By Rolfe Winkler
It's good to be Google Inc.'s chief financial officer.
Ruth Porat, who said Tuesday that she would leave her job as
Morgan Stanley's finance chief to take the same role at Google,
will receive around $30 million in salary, restricted stock and
bonuses for her first seven months of work.
That would make her one of the highest-paid CFOs in the U.S. In
2013, the last year for which data are available, only Oracle
Corp.'s then-CFO Safra Catz received more compensation, at $43.6
million.
She'll also make more than most Wall Street CEOs, including her
old boss, Morgan Stanley Chief Executive James Gorman, who was paid
$18 million in 2013. Morgan Stanley hasn't reported Mr. Gorman's
2014 compensation yet; The Wall Street Journal reported in January
his 2014 pay package increased from the prior year.

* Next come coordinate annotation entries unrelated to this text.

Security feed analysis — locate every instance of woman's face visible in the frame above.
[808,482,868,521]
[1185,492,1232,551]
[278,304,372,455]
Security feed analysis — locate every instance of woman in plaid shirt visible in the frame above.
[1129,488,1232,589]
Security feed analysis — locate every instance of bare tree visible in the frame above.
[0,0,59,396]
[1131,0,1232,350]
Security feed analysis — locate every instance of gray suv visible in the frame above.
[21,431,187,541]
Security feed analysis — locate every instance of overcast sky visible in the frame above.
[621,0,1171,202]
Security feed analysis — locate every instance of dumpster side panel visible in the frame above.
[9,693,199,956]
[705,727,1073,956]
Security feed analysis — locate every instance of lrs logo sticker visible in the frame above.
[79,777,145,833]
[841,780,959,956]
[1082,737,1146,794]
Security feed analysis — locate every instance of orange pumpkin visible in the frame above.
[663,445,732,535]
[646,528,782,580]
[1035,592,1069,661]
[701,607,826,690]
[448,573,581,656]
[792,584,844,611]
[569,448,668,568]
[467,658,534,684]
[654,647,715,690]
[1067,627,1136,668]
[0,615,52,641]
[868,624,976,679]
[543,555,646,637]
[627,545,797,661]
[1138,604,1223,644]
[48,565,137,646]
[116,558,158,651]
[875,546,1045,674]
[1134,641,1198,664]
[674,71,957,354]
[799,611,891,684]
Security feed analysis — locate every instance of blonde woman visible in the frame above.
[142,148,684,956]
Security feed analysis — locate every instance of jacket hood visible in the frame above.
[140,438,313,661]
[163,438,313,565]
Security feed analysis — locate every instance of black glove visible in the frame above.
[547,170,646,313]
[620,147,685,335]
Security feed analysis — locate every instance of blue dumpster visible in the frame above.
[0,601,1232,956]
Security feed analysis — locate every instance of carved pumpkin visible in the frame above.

Among big banks that have reported CEO compensation for 2014,
Citigroup Inc. said Michael Corbat made $14.5 million and Bank of
America Corp. said Brian Moynihan made $15.3 million.
A California native, Ms. Porat is getting a substantial raise to
come home. In 2013, she earned $10.1 million at Morgan Stanley. Ms.
Porat begins her new job May 26.
Her total pay package includes a base salary of $650,000 as well
as a $5 million one-time signing bonus, and $65 million of stock
grants. The stock grants are broken into two buckets: a $25 million
new-hire grant that will vest over the next three years as well as
a $40 million grant next year that will vest through 2019.
Google's outgoing finance chief, Patrick Pichette, received
compensation of $5.2 million in 2013 and $38.7 million in 2012,
including stock awards. Google grants large stock awards to top
executives every other year. Google hasn't yet filed its proxy for
2014.
Google investors reacted positively to the announcement of Ms.
Porat's hiring, driving up the company's shares 2% on Tuesday. They
are hoping for a more disciplined approach to expenses at a company
that is investing in everything from residential Internet
connections to self-driving cars. Investors are also hopeful that
Google will decide to return some of its $64 billion cash pile in
the form of dividends or stock buybacks.
In a securities filing, Google also said it changed Mr.
Pichette's compensation agreements so that some equity awards vest
more quickly.
Some of the outgoing CFO's equity grants were due to vest in
April 2016 and April 2018, when he is likely to have left Google.
The company changed this so he will be able to sell a portion of
the stock sooner.
One restricted stock award was granted on April 4, 2012 and was
due to vest on April 25, 2016. That was worth $33.9 million at the
end of 2013, according to Google's 2014 proxy statement. If Mr.
Pichette leaves Google this April, he would get roughly three
quarters of this award, worth just over $25 million based on the
price of Google's shares on Thursday.
Google said it made the changes to ensure Mr. Pichette
"continues performing in the role until such time as Google
determines that there has been a smooth transition to the new
CFO."
Alistair Barr contributed to this article.